Por Ricardo Stumpf Alves de Souza

domingo, 27 de março de 2011

Rapidinhas

   A Ilha Fantástica

     Germano de Almeida é um escritor caboverdiano. Pra quem não sabe onde fica, Cabo Verde é um país, situado num arquipélago em frente à África. Tecnicamente os caboverdianos são africanos, mas onde fica a linha que separa a América da África?
     Ainda não conheço esse país, que fica logo ali após Fernando de Noronha, em muitas das inúmeras ilhas atlânticas, mas para mim eles não são africanos ou americanos ou não pertencem a nenhum continente: pertencem simplesmente ao mar.
     Sua cultura é extraordinariamente parecida com a nossa. Falam portugues e crioulo, que me parece uma corruptela do portugues (que me perdoem os linguistas se estou falando besteira).
     Ler o livro A Ilha Fantástica é como passear um pouco pelo interior do Brasil, nos anos 60, com a diferença de ainda estar preso a Portugal e cercado de mar por todos os lados. Realmente é uma experiência fantástica. Comprei esse livro num stand de Cabo Verde, numa exposição de livros em Brasília e deixei-o dormir na estante, até que este fim de semana embarquei nessa viagem.
     A editora é a Ilhéu Editora, de Cabo Verde mesmo.
     Eles estão bem ali na nossa frente e a gente nem parece estar vendo a sua existência. É um pouco da lusofonia perdida no meio do mar. É um pouco de nós mesmos, açoitados pelos ventos do oceano atlântico.
     Muito bom.

   Bruxarias

     Como dizem os céticos, yo no creo en brujas, pero que las hay...
     Confesso que estou um pouco impressionado com as notícias sobre a prática de bruxarias em Rio de Contas. Parece que algumas pessoas resolveram brincar com as forças do oculto, como se isso fosse uma moda inofensiva.
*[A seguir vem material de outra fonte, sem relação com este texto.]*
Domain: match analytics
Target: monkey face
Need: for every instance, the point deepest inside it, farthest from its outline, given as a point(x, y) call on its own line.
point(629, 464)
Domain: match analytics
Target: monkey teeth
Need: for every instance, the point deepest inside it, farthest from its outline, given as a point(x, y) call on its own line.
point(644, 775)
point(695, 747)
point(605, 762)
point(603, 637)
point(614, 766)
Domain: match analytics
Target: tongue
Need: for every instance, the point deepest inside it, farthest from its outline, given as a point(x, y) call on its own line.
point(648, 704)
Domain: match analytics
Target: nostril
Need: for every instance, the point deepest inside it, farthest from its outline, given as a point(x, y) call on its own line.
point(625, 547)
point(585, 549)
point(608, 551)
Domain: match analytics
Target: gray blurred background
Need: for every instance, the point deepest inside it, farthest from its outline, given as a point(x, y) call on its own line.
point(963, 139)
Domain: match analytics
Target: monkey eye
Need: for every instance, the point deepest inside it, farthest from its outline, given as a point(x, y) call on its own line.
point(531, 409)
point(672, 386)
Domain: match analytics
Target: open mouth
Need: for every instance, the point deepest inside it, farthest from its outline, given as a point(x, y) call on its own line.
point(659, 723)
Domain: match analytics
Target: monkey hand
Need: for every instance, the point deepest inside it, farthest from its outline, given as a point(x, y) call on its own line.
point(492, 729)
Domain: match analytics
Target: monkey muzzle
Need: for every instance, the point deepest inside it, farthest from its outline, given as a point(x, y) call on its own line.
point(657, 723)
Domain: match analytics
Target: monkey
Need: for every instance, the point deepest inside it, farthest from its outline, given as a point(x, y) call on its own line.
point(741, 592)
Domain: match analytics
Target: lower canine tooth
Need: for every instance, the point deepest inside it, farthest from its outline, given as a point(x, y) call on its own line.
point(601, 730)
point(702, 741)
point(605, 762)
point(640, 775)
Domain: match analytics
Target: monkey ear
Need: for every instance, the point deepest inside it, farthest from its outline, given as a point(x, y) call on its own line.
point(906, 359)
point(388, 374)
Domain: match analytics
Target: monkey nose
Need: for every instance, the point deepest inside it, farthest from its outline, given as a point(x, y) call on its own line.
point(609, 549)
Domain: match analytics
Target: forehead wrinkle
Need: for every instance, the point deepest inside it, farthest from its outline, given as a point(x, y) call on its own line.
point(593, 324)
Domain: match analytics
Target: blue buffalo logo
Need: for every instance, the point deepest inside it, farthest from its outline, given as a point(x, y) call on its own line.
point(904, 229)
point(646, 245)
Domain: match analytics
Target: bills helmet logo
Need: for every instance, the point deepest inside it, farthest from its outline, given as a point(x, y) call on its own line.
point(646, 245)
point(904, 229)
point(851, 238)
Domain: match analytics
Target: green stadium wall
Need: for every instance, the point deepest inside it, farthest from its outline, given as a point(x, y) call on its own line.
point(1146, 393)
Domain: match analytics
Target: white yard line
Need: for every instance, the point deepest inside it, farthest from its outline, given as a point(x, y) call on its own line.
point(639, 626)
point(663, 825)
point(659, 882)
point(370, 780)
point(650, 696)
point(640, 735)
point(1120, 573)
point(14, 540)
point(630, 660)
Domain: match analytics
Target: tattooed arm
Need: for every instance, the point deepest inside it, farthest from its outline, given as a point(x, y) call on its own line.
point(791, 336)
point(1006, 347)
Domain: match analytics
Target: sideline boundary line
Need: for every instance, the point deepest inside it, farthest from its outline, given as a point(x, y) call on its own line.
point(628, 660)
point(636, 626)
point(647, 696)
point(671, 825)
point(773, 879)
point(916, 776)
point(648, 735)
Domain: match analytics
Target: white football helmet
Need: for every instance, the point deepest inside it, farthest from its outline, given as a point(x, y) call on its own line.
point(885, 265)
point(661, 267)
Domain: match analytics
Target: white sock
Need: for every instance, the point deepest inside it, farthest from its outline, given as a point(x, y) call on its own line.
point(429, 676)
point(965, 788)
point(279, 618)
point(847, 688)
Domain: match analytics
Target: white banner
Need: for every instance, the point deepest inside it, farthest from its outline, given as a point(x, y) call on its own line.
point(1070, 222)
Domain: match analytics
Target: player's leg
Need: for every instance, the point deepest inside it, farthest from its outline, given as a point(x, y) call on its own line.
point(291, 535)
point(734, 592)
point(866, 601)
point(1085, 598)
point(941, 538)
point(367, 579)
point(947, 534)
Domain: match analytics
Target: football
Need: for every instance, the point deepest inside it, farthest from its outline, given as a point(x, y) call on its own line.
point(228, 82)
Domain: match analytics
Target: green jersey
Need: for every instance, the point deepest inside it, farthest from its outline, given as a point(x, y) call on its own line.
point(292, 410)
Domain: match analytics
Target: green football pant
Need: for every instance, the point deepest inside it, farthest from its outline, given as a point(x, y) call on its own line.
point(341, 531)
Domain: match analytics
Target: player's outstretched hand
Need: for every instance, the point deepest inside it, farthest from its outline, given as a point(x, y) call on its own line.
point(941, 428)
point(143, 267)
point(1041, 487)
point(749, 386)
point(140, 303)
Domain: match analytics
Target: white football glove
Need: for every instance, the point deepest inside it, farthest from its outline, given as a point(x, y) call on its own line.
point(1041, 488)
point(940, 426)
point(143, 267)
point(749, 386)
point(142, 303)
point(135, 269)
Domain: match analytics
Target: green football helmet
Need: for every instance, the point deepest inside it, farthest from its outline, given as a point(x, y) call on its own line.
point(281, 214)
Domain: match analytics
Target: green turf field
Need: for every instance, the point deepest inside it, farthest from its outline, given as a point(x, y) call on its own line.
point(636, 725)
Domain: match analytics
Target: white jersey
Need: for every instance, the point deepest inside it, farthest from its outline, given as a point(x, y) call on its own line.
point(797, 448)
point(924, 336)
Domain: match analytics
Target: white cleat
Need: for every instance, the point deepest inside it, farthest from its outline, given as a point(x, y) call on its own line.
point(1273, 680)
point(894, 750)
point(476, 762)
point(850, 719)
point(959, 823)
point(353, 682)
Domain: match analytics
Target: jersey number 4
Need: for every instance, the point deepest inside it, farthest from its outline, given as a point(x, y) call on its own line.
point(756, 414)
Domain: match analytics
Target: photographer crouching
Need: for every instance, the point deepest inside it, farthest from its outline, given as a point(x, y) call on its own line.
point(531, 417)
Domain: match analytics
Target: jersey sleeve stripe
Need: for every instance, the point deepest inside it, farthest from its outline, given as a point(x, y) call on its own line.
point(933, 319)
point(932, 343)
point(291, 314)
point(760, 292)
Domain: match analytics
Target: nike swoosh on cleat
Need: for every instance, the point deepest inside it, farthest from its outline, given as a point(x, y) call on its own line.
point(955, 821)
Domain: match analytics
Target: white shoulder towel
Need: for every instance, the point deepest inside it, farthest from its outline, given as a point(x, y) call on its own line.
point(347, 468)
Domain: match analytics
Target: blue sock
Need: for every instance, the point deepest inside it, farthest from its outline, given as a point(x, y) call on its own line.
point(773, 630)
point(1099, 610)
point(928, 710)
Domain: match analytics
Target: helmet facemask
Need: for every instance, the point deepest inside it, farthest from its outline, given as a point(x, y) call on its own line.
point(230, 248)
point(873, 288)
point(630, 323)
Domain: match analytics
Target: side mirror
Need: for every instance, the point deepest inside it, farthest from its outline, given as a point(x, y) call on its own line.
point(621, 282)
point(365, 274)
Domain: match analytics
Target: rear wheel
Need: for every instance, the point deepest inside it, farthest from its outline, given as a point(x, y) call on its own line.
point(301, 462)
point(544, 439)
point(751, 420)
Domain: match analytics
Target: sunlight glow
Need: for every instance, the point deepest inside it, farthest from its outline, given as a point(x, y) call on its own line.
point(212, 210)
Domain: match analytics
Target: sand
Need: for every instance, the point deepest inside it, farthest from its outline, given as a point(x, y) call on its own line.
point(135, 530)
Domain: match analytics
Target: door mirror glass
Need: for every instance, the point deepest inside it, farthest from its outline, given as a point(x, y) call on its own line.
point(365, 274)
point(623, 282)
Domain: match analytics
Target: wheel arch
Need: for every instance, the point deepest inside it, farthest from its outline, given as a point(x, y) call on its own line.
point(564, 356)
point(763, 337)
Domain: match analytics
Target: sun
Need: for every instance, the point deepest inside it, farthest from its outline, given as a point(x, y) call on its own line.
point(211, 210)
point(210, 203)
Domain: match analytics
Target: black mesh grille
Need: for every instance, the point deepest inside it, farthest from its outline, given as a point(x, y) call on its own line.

Não gosto muito desses modismos, um pouco porque não acredito, um pouco porque acho perigoso mexer com os espíritos primitivos, espírita que sou.
     Cristo é meu guia e ele disse: deixem que os mortos cuidem dos mortos.
     A vida já é bastante difícil para ficarmos procurando coisas ruins, ainda mais para se divertir com isso.
     Algumas pessoas que admiram o poder, acham que se acercando dessas práticas obscurantistas vão adquirir poder sobre os outros, mas não sabem que terão que pagar um alto preço por isso.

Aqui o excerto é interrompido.